After incubation of RLE-6TN cells with DCFH-DA, intracellular ROS levels were detected. Compared with those in the control group, CSE significantly increased the average fluorescence intensity as well as the percentage of fluorescent cells in the CSE group. Co-treatment with NAC resulted in a significant decrease in these parameters compared with the CSE group (Figs. 5A and B, S1 and S2). HO-1 mRNA and protein expression under CSE stimulation was subsequently investigated. Analysis revealed that both mRNA and protein levels of HO-1 were significantly upregulated by CSE compared with the control group. Co-treatment with NAC significantly prevented the induction of HO-1 compared with the CSE group (Fig. 5C and D). The upregulation of HO-1 in CSE-treated cells may be in response to CSE-induced oxidative stress, since HO-1 is an antioxidant.
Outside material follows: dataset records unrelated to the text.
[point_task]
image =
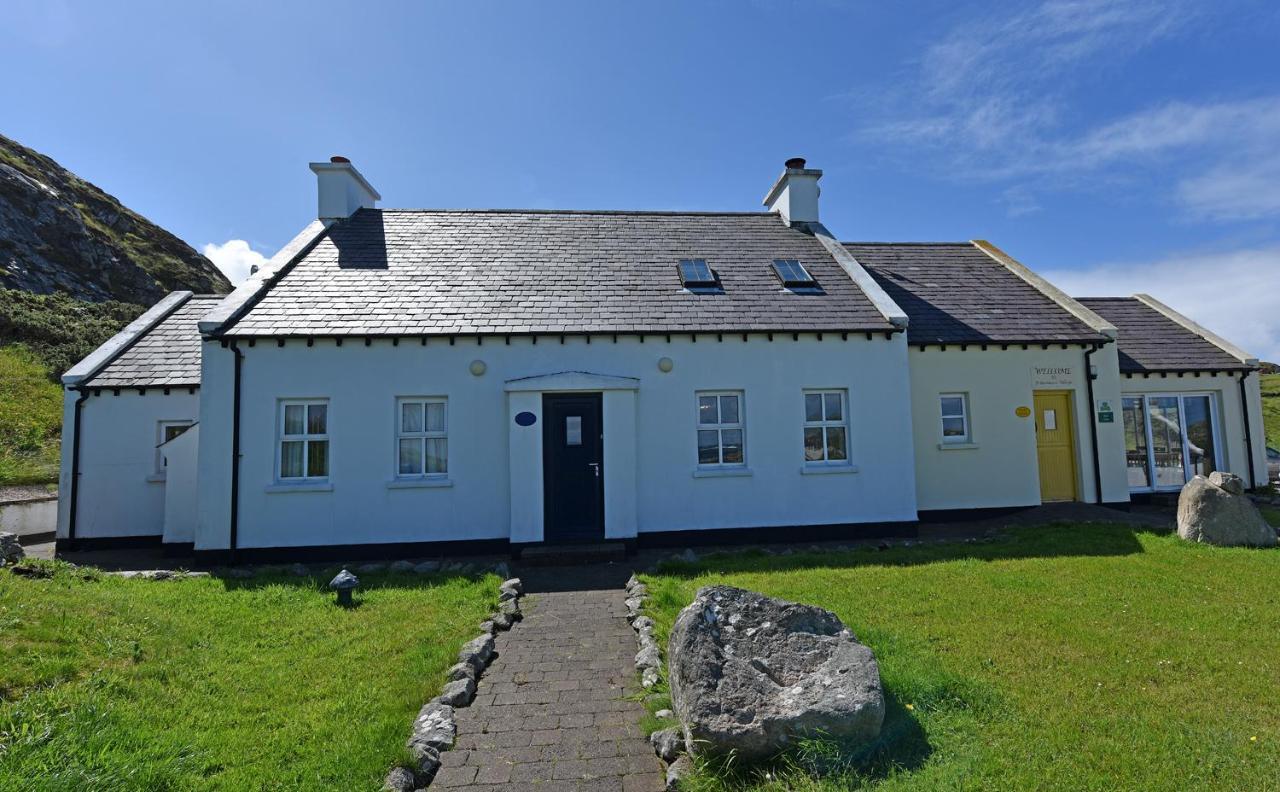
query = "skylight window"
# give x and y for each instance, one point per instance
(791, 273)
(694, 274)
The concentration of GSH in the 5% CSE-treated group was reduced compared with that in the control group (P<0.05; Fig. 6). Co-treatment with NAC resulted in increased levels of GSH compared with the CSE-treated group (P<0.05). In summary, CSE-induced oxidative stress could oxidize or exhaust intracellular GSH, and NAC may protect alveolar epithelial cells by replenishing the lost GSH.

p53 expression was upregulated in alveolar epithelial cells following 5% CSE administration (Fig. 7A), and correspondingly anti-apoptotic protein Bcl2 was significantly downregulated (Fig. 7B) compared with the control group; however, the expression levels of the pro-apoptotic protein BAX did not change (Fig. S3). At the same time, co-treatment with NAC could prevent the aforementioned alterations. As shown by flow cytometry analysis (Fig. 7C), in the control group, the percentage of cells in Q2 + Q3 was 13.43%. In cells exposed to 5% CSE, this increased to 66.6%. In CSE-treated RLE-6TN cells co-treated with NAC, the percentage of cells in Q2 + Q3 decreased to 35.2%. These data indicated that CSE may induce apoptosis of alveolar epithelial cells, while NAC prevented CSE-induced oxidative injury.